The initial proposal of TWikiStandAlone project, as name says, was to turn TWiki into a standalone server, so that could be performance benefits and it would be easy to use, but things changed a little: in order to make it possible to keep using TWiki as a CGI script I achieved an architecture design that makes it possible not only to run TWiki as a CGI script and as a standalone server, but also in many other ways, including ModPerl and FastCGI.
Then, I can point some benefits:
Use of mechanisms other than CGI is easy
No more ugly hacks to use ModPerl
No patches needed to use FastCGI
Use as CGI and CLI is exactly the same, I mean, it's totally transparent
Standalone execution turns it very simple for personal use (No need to install/configure/run a web server)

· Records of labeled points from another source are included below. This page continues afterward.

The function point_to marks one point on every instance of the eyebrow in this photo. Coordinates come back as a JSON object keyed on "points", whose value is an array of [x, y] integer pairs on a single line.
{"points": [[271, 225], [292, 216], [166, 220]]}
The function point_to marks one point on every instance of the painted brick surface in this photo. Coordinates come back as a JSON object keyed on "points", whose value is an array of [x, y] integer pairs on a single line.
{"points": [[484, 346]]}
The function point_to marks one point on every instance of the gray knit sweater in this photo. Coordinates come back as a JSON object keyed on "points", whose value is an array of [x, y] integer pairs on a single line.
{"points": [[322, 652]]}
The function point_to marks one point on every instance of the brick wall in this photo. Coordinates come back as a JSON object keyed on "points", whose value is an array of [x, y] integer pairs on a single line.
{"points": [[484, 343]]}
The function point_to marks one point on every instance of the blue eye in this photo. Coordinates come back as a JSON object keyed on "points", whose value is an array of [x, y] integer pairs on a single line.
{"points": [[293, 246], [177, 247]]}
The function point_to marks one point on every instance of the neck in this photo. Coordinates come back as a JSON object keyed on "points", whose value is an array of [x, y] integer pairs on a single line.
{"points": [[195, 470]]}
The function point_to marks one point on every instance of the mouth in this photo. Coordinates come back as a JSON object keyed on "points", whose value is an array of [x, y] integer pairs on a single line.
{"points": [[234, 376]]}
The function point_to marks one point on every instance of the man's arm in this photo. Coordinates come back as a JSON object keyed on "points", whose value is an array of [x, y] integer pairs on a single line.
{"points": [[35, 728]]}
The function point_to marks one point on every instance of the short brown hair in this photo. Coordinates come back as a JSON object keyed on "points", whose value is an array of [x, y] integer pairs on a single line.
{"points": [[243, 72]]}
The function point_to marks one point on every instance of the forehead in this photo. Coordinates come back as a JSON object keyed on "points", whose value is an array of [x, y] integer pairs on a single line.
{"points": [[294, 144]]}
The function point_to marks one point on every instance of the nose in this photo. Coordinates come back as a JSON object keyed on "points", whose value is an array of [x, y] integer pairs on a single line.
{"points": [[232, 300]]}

Both FastCGI and Standalone execution are really fast compared to plain CGI
It's easy to take advantage of FastCGI and/or ModPerl support on many hosting services
It's easy to predict how much RAM will be used by FastCGI or Standalone execution mechanisms, so it's also easy to do capacity planning
Standalone execution permits to run TWiki as a different user than web server
In addition to all this, it opens some new possibilities:
Persistent execution can be even faster if tasks common to all requests were performed only once
Memory usage can be decreased by sharing common objects between TWiki processes
Persistent execution with DatabaseStore can help a lot with scalability. It would even be possible to easily build a load-balance cluster of TWiki installations
Standalone execution could permit execution inside some jail/chroot environment, decreasing the impact of possible security holes
If you think that none of those benefits are interesting for you, at least it's not harmful.
Up to now, development took place at it's own branch, but it is in process to be merged to core. I invite every one, specially developers, to read TWikiStandAlone topic carefully, more specifically implementation details and changes sections.
Feel free and invited to ask questions, make suggestions and get involved with this project!